Of Lesbithians & mandakinis
Call it the result of social engineering or blame it on the kind of men I discuss what kind of curtain material should go with what kind of furniture, but I realised that I was a victim of identity stereotyping, writes Indrajit Hazra.
L ike queen Victoria and the existing law of the land in this country, I was completely unaware of the existence of Lesbos. I mean, I love almost every song sung by that fabulous chanteuse, K.D. Lang, and have in my youth vociferously cheered on every forehand volley delivered by the sinewy, muscled Martina Navratilova. But until I came across the information that it was located at the latitude of 39°10’N and longitude of 26°20’E, I was naively ignorant of the Greek island in the Aegean Sea.
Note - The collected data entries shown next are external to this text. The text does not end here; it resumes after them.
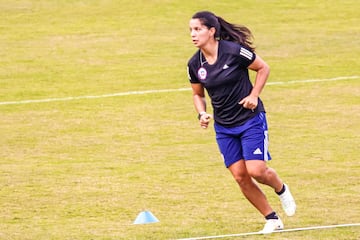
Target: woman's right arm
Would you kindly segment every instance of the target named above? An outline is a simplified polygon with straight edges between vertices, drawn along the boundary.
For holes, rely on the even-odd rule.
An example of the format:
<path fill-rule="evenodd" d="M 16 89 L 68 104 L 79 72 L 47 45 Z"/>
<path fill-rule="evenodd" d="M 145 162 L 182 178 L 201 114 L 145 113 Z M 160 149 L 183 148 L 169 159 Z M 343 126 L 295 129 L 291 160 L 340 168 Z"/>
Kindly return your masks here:
<path fill-rule="evenodd" d="M 196 111 L 199 113 L 200 126 L 207 128 L 210 122 L 211 115 L 206 113 L 206 99 L 205 90 L 200 83 L 192 83 L 193 101 Z"/>
<path fill-rule="evenodd" d="M 206 112 L 206 100 L 204 87 L 200 83 L 192 83 L 193 101 L 198 113 Z"/>

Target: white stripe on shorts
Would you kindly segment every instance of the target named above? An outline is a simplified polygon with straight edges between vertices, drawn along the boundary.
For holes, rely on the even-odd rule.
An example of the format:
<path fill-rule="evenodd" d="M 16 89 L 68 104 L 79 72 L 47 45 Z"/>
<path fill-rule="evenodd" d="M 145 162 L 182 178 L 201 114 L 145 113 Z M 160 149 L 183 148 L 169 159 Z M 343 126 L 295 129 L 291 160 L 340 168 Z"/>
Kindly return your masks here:
<path fill-rule="evenodd" d="M 264 160 L 265 161 L 269 161 L 269 135 L 268 135 L 268 131 L 264 131 Z"/>

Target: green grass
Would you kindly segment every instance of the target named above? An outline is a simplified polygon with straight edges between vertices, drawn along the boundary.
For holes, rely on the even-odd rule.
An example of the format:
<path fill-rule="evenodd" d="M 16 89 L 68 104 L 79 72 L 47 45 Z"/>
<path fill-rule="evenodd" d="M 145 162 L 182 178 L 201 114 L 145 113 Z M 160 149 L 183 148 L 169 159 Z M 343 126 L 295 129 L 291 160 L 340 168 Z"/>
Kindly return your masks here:
<path fill-rule="evenodd" d="M 210 9 L 249 26 L 269 82 L 359 76 L 357 1 L 0 0 L 0 102 L 187 88 Z M 360 222 L 360 83 L 269 85 L 269 163 L 287 228 Z M 0 239 L 177 239 L 258 231 L 190 91 L 0 105 Z M 150 210 L 156 224 L 133 225 Z M 359 227 L 244 239 L 359 239 Z M 243 239 L 240 238 L 240 239 Z M 227 238 L 235 239 L 235 238 Z"/>

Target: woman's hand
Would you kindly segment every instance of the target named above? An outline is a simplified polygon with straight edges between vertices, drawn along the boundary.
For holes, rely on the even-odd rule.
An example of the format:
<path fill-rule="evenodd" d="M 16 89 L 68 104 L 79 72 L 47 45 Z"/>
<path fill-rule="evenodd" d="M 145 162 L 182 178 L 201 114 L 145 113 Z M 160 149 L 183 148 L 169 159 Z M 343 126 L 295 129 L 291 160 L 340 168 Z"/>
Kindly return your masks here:
<path fill-rule="evenodd" d="M 243 105 L 244 108 L 251 109 L 252 111 L 255 110 L 259 102 L 258 97 L 249 95 L 246 98 L 243 98 L 239 104 Z"/>
<path fill-rule="evenodd" d="M 211 114 L 208 113 L 201 114 L 199 118 L 200 126 L 206 129 L 209 126 L 211 118 L 212 118 Z"/>

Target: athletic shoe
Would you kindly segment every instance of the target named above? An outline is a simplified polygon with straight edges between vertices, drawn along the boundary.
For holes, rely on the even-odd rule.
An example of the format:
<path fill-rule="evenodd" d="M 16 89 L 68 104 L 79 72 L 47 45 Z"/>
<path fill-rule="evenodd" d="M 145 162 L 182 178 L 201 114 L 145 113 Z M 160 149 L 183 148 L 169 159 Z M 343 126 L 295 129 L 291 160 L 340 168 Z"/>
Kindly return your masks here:
<path fill-rule="evenodd" d="M 268 234 L 272 233 L 276 230 L 282 230 L 284 229 L 284 224 L 281 221 L 281 219 L 268 219 L 266 220 L 265 226 L 263 230 L 260 231 L 260 233 Z"/>
<path fill-rule="evenodd" d="M 296 204 L 293 196 L 291 195 L 290 188 L 284 183 L 285 192 L 283 192 L 279 198 L 281 205 L 288 216 L 293 216 L 296 211 Z"/>

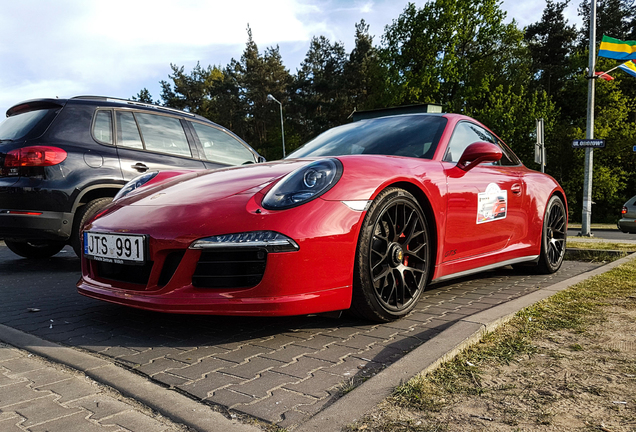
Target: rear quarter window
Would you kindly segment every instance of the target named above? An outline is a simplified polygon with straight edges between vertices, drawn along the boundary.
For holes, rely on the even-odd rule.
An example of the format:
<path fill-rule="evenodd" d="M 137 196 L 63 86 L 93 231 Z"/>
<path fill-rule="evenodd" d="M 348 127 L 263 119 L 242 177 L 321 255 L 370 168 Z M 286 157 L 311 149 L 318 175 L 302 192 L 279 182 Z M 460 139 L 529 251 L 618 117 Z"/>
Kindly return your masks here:
<path fill-rule="evenodd" d="M 106 144 L 113 144 L 113 113 L 97 111 L 93 122 L 93 137 Z"/>

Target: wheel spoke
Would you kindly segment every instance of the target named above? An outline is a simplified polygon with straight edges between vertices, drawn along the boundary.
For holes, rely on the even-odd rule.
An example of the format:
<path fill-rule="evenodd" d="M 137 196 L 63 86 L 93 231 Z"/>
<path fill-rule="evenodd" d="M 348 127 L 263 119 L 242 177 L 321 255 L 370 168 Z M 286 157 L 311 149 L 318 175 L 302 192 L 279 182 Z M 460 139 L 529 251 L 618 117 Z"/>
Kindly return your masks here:
<path fill-rule="evenodd" d="M 382 221 L 380 221 L 380 223 L 378 223 L 375 227 L 375 230 L 373 232 L 373 237 L 374 238 L 378 238 L 381 239 L 385 242 L 389 242 L 389 230 L 387 229 L 387 225 L 385 223 L 383 223 Z"/>
<path fill-rule="evenodd" d="M 376 268 L 378 268 L 378 266 L 380 266 L 380 265 L 381 265 L 381 264 L 378 264 L 376 267 L 374 267 L 374 269 L 373 269 L 373 270 L 375 270 Z M 378 282 L 380 279 L 382 279 L 382 278 L 386 277 L 386 275 L 387 275 L 387 274 L 389 274 L 389 272 L 390 272 L 390 271 L 391 271 L 391 270 L 390 270 L 390 268 L 389 268 L 388 266 L 386 266 L 386 267 L 382 270 L 382 272 L 380 272 L 377 276 L 374 276 L 374 277 L 373 277 L 373 283 L 376 283 L 376 282 Z M 372 271 L 372 272 L 371 272 L 371 274 L 375 274 L 375 271 Z"/>
<path fill-rule="evenodd" d="M 409 267 L 409 268 L 404 270 L 404 273 L 406 273 L 407 275 L 410 275 L 411 278 L 412 278 L 412 281 L 408 281 L 406 283 L 406 285 L 409 287 L 409 291 L 411 292 L 411 296 L 413 296 L 415 294 L 415 291 L 419 287 L 420 281 L 426 275 L 426 272 L 424 272 L 422 270 L 418 270 L 418 269 L 412 268 L 412 267 Z M 406 280 L 407 278 L 405 277 L 404 279 Z M 410 289 L 411 285 L 414 285 L 414 287 L 413 287 L 414 289 L 413 290 Z"/>
<path fill-rule="evenodd" d="M 415 220 L 414 220 L 415 218 Z M 411 211 L 410 214 L 406 215 L 406 209 L 404 209 L 404 217 L 403 217 L 403 224 L 402 224 L 402 229 L 400 230 L 400 234 L 398 235 L 398 237 L 402 237 L 404 236 L 406 238 L 405 242 L 408 243 L 412 236 L 413 236 L 413 231 L 415 230 L 415 223 L 417 222 L 417 215 L 415 214 L 414 211 Z M 407 233 L 408 231 L 408 233 Z"/>
<path fill-rule="evenodd" d="M 391 213 L 395 213 L 395 214 L 391 214 Z M 383 216 L 386 217 L 386 221 L 385 223 L 387 224 L 387 239 L 389 241 L 395 241 L 395 238 L 397 236 L 396 232 L 395 232 L 395 226 L 397 224 L 397 208 L 391 208 L 389 209 L 389 211 L 387 211 L 385 213 L 385 215 Z"/>
<path fill-rule="evenodd" d="M 393 279 L 395 280 L 395 304 L 397 308 L 401 308 L 406 303 L 404 275 L 401 271 L 393 270 Z"/>
<path fill-rule="evenodd" d="M 388 248 L 383 248 L 383 250 L 378 250 L 376 248 L 371 249 L 371 253 L 377 255 L 377 260 L 379 262 L 386 261 L 387 255 L 389 253 Z"/>
<path fill-rule="evenodd" d="M 391 299 L 394 297 L 395 293 L 395 279 L 393 278 L 392 272 L 387 272 L 386 277 L 384 278 L 384 283 L 380 284 L 380 286 L 376 286 L 376 293 L 378 297 L 382 299 L 382 301 L 386 304 L 391 304 Z M 387 293 L 388 291 L 388 293 Z"/>
<path fill-rule="evenodd" d="M 409 244 L 411 240 L 415 238 L 415 229 L 417 228 L 419 221 L 420 219 L 417 217 L 417 214 L 415 212 L 411 212 L 411 214 L 409 215 L 409 220 L 404 225 L 404 229 L 402 230 L 404 237 L 406 237 L 404 244 Z"/>
<path fill-rule="evenodd" d="M 420 253 L 420 251 L 425 248 L 427 246 L 427 243 L 422 243 L 419 244 L 416 248 L 414 249 L 407 249 L 406 251 L 404 251 L 404 253 L 408 256 L 414 257 L 414 258 L 419 258 L 418 254 Z"/>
Call it the result of social engineering or blame it on the kind of men I discuss what kind of curtain material should go with what kind of furniture, but it was only last week that I not only realised that I was a victim of identity stereotyping, but that I wasn’t the only one.
Being a Bengali who learnt when to keep an article in a sentence and when to drop one the hard way, I know the perils of being ‘short-handed’ into a representation of a community. Like a few days ago when someone, in a very matter of fact way, told me that writers like me — “You know, Indo-Anglian writers” — have a particular kind of writing style and readership. I stopped her in her tracks and told her that I had no idea what she meant by “Indo-Anglian writers like me”. Why, it was only a few days before that someone had complained that my fiction writing was “too Bengali”. (The constant complaint that my journalistic writing is “totally unintelligible” has been duly noted and awaits action by a higher authority.) In the case of the person who tagged me as an ‘Indo-Anglian writer’ (whom I tried to convince that I’m a Bengali writing in English), just because I wrote in English, I had to be... In the case of the other one who saw me as a ‘Bengali writer’ (whom I tried to convince that I’m an Indian writer writing in English), since all my novels were steeped in ‘Bengaliness’, I must be... The funny thing is that both of them were right. And sort of wrong too.
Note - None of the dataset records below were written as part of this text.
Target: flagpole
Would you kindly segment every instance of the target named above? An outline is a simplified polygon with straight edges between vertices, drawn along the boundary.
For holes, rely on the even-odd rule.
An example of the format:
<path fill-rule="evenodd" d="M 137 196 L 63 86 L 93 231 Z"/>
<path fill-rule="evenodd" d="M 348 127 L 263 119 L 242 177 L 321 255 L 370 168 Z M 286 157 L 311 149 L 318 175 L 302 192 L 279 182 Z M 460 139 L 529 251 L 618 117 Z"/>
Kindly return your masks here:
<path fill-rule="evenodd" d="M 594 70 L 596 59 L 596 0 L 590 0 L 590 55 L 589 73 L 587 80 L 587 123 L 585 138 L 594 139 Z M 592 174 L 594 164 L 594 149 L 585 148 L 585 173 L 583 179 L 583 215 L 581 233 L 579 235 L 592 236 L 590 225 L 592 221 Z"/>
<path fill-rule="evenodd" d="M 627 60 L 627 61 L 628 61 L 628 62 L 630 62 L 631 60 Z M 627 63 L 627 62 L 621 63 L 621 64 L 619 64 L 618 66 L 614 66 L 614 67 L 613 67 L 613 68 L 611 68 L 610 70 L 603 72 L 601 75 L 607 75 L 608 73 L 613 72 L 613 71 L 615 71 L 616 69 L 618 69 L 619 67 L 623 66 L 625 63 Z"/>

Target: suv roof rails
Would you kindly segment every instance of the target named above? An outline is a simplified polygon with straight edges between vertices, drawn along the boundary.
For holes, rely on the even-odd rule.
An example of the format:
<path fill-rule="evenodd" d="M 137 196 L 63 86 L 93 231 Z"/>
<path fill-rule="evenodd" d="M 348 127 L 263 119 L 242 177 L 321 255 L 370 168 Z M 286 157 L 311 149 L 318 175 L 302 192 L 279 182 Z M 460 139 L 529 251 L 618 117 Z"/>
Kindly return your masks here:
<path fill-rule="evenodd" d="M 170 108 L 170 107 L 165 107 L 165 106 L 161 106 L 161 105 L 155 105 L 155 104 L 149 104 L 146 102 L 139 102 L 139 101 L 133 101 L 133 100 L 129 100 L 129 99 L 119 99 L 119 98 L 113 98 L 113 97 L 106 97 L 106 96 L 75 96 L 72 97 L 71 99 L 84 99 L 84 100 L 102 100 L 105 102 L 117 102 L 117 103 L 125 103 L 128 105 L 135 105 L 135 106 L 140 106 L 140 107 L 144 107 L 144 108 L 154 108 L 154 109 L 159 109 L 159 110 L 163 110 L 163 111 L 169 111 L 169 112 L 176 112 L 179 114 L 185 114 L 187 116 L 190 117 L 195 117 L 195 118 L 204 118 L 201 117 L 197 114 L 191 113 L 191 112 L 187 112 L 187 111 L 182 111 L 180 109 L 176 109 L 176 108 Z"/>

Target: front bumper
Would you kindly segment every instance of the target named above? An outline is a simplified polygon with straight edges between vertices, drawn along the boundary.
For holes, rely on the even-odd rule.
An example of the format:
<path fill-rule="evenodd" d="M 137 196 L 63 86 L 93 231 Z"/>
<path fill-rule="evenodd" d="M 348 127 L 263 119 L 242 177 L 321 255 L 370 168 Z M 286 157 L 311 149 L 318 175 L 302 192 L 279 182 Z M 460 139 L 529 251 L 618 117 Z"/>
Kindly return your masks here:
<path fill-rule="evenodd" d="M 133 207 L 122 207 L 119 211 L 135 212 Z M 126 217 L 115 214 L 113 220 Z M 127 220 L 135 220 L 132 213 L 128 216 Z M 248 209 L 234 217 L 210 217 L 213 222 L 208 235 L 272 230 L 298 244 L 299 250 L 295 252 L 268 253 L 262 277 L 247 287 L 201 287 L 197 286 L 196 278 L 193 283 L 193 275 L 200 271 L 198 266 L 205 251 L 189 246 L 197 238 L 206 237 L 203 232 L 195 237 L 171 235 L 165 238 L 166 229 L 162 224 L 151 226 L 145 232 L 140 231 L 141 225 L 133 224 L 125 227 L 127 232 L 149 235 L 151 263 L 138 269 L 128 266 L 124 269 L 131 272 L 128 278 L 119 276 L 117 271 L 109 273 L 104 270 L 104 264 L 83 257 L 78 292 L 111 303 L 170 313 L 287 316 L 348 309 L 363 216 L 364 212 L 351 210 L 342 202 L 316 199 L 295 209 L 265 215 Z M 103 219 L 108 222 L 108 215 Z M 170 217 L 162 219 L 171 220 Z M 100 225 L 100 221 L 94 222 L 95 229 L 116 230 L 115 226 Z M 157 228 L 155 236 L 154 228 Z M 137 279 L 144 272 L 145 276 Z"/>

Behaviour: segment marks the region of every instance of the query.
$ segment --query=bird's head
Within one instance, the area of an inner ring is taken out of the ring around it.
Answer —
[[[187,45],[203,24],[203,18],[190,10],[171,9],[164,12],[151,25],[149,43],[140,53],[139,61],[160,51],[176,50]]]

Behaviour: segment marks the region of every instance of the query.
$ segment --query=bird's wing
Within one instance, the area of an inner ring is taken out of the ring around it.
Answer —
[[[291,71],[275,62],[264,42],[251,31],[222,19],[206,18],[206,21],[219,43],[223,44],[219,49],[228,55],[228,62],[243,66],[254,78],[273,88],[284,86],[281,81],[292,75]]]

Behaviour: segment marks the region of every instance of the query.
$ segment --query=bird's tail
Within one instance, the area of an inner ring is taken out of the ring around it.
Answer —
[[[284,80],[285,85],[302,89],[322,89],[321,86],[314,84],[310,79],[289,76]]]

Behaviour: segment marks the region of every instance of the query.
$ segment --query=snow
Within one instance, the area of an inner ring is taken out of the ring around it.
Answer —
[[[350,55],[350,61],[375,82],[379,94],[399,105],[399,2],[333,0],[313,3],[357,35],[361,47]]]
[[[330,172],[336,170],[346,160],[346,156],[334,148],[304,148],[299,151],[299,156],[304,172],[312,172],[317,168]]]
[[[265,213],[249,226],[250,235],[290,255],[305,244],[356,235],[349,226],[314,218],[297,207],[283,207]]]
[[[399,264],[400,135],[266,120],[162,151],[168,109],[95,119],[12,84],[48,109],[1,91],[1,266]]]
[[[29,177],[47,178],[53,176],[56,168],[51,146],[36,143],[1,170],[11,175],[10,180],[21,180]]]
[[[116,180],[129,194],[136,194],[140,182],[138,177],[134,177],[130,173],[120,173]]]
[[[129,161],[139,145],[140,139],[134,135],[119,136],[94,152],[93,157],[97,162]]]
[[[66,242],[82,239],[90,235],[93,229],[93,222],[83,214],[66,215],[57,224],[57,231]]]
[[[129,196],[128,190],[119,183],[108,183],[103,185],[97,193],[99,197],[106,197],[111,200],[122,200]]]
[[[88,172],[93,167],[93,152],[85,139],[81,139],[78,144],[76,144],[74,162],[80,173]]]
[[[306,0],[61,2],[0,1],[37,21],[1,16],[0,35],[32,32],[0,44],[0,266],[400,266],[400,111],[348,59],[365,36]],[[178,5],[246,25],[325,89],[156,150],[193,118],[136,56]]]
And that’s when I heard about the Lesbians. Three Lesbians — two women and one man — had taken a Greek lesbian rights group to court for calling women who like each other much, much more than my mother likes Jayalalithaa lesbians. I understood their pain. While the lesbian group argued that ‘lesbos’ took their name from the island home of Sappho, that fine poetess from around 600 BC who wrote about the love of one good woman for another good woman, the irate (but not necessarily homophobic) Lesbians insisted that they were all being painted with the wrong brush. Now imagine if all Sardarjis were consigned to being stupid thanks to ‘Santa-Banta’ jokes. Don’t you think intellectual giants like Manmohan Singh, Montek Singh Ahluwalia and Daler Mehndi would have gone to court to correct that bigoted perception? (Don’t answer that if you’re Navjot Singh Sidhu.)
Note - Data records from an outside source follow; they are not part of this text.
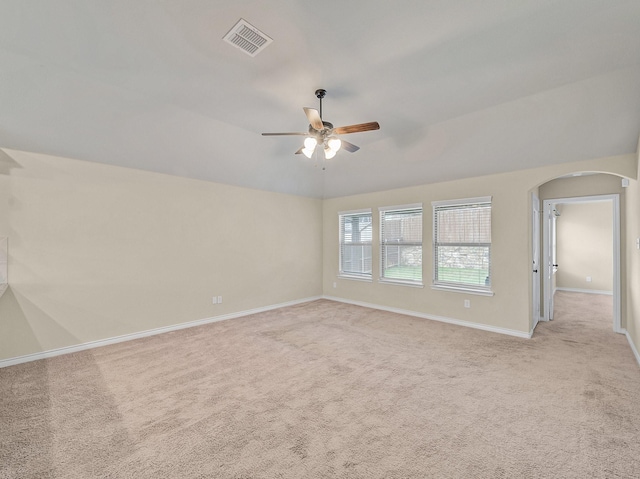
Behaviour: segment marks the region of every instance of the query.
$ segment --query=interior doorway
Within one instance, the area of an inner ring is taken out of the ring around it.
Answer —
[[[562,209],[564,205],[587,205],[590,203],[604,204],[610,214],[610,234],[611,241],[608,248],[611,255],[610,268],[610,288],[613,296],[613,330],[622,333],[620,319],[620,197],[619,195],[598,195],[583,196],[574,198],[555,198],[544,200],[542,214],[542,294],[543,294],[543,314],[541,319],[551,321],[554,317],[554,295],[558,290],[558,271],[563,268],[558,262],[559,242],[566,241],[562,236],[558,236],[558,220],[562,221]],[[583,233],[583,238],[589,238],[588,231]],[[574,239],[573,241],[580,241]],[[586,276],[586,281],[590,282],[591,277]],[[564,288],[566,290],[581,291],[576,288]],[[588,290],[584,290],[588,292]],[[592,290],[597,293],[607,293],[607,291]]]

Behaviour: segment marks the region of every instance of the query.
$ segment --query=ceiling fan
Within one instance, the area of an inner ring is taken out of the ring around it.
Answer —
[[[304,113],[309,120],[309,131],[304,133],[263,133],[263,136],[284,136],[284,135],[301,135],[306,136],[304,146],[296,151],[296,155],[302,153],[307,158],[311,158],[317,146],[324,149],[324,157],[330,160],[340,148],[351,153],[358,151],[359,146],[341,140],[337,135],[346,135],[347,133],[359,133],[361,131],[370,131],[380,129],[377,121],[369,123],[358,123],[357,125],[339,126],[334,128],[332,123],[322,120],[322,99],[327,94],[326,90],[316,90],[316,97],[320,100],[320,111],[315,108],[304,107]]]

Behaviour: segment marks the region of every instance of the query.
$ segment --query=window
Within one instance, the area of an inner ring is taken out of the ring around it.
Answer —
[[[340,276],[371,280],[371,210],[339,213]]]
[[[422,284],[422,205],[380,208],[380,279]]]
[[[491,197],[432,205],[434,287],[489,294]]]

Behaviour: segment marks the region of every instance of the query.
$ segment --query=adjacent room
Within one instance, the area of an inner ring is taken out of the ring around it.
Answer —
[[[640,2],[0,1],[0,477],[640,477]]]

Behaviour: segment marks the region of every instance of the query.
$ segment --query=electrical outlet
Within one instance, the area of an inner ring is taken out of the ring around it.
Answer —
[[[465,299],[464,300],[464,307],[465,308],[470,308],[471,307],[471,300]]]
[[[212,304],[218,304],[218,297],[214,296],[213,299],[211,300]]]
[[[338,283],[336,283],[335,281],[333,282],[333,287],[337,288],[338,287]]]
[[[591,283],[591,276],[587,276],[587,283]]]
[[[222,296],[218,296],[218,304],[222,304]]]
There must be so many others who face such humiliation on a daily basis. The cultured Mozart-loving Philistine (the late Edward Said developed such a complex that he had to invent Orientalism to protect himself and other ‘Palestinians’); the comfort-seeking, champagne-swilling Spartan; the gentle, addicted-to-Sound of Music Hun; the non-identical twins from Siam (okay, so they changed the name of the place to Thailand); the gigolo from Babylon (modern day Iraq); and, of course, the heterosexual Lesbian.
One way out of the islanders’ anguish could be to rename their island Mytilene, after its Capital. After all, it’s not that big and if New Yorkers and Delhiites can be comfortable about having a state and a city of the same name, so can the Lesbians. But then, why should Lesbians change the name of their island? After all, they are the minority who need a strong sense of identity more than the lesbians who can easily call themselves something else. Okay, so how about a compromise? The Lesbians can call themselves Lesbithians (a few jokes about ruffled collars and virgin queens won’t last as long as the prevailing one). The lesbians, on their part, can call themselves mandakinis. It has a certain Greekish ring to it, no? And no islanders are offended.